Background and General Information

Crew was backing up under instructions by dispatcher using GCOR 6.6 to pick up crew member on siding. Crew failed to stop at signal at East Armour and entered the main track without authority into the path of westbound train X-RICCNB7-03.

Injury Outcome

While the injuries reported by employees in this incident were moderate, the potential outcome could have been far more serious.


----------



## tjcruiser

SST,

I know very little about proper railroad terminology. That said, is this really considered a "derailment"? Seems to me (in simple layman's terns) that a "derailment" is when a car (or cars) of one train comes off the track for a numer of reasons (speed, faulty track, etc.) But somehow, integral to the term, is that the "derailment" was attributed to one train.

But this ... this is an outright "collision", with resulting derailment, of course. But "collision" is the operative word here, isn't it?

I'm not questioning your description, but rather just trying to learn some proper RR speak.

Cheers,

TJ


----------



## sstlaure

OK OK...this was one hell of a collision.


----------



## gc53dfgc

1st pic "IS THAT SIGN OKAY?"

what do you mean rip 793 that train is completly repairable by my standards anyways.

I'd be more concerned with BNSF 483181's health status than 793's little booboo

could story hope every one was ok or is going to be.


----------



## imatt88

WOW I'm glad no one was hurt real bad..that could have been ugly!

Watch out, T-man might break out the epoxy....:laugh:


----------



## TulsaFlyer

Looks like somebody's going to have to pee-pee in a cup.


Jody


----------



## gc53dfgc

TulsaFlyer said:


> Looks like somebody's going to have to pee-pee in a cup.
> 
> 
> Jody


----------



## TulsaFlyer

gc53dfgc said:


>


Drug test. Always happens after something like this.


Jody


----------



## gc53dfgc

oh ok thanks for clearing that up.


----------



## Big Ed

That would have made a good video for TJ's contest.

I am glad no one got hurt, it would have been a heck firework show if the Ethanol cars were loaded.

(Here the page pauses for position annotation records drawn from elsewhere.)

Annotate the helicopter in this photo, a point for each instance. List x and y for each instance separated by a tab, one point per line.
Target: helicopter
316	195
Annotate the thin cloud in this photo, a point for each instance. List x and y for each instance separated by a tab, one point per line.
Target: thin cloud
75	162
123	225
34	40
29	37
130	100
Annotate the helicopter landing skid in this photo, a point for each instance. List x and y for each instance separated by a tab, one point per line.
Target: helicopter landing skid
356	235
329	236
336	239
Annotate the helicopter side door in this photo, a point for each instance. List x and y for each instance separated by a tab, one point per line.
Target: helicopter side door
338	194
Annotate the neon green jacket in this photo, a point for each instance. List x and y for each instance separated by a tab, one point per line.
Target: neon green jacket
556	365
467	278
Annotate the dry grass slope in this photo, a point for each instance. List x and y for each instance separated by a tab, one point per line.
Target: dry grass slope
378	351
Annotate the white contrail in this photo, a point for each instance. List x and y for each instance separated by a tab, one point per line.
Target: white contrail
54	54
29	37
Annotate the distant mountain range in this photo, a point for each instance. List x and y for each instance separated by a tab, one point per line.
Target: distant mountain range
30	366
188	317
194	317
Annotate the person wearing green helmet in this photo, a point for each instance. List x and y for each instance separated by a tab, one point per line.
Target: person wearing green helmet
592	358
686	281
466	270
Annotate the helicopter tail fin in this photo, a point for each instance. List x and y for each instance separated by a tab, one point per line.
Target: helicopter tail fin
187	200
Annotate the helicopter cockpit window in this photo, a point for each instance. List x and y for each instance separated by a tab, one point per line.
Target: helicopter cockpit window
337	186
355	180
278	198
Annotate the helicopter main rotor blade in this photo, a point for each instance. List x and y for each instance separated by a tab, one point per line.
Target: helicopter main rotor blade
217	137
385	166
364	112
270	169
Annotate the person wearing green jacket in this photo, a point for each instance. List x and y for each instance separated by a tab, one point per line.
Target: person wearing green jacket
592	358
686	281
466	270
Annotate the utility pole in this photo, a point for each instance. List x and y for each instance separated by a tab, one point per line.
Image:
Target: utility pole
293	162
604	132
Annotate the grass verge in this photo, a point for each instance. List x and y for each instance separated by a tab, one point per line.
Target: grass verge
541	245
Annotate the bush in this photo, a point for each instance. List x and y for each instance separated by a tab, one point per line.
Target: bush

Where did you get the pictures from? 
Internet?


----------



## gc53dfgc

no no Big Ed they were loaded with Phenol You know the stuff used in the makeing of glue.


----------



## tjcruiser

gc53dfgc said:


> no no Big Ed they were loaded with Phenol You know the stuff used in the makeing of glue.


Horses ???

:laugh:

TJ


----------



## Big Ed

gc53dfgc said:


> no no Big Ed they were loaded with Phenol You know the stuff used in the makeing of glue.


Thats a poison.
I don't think it's in glue.
Bad stuff I used to haul it.:thumbsdown:

It said empty ethanol tank cars.


----------



## gc53dfgc

no in unstoppable they were hauling something phenol.


----------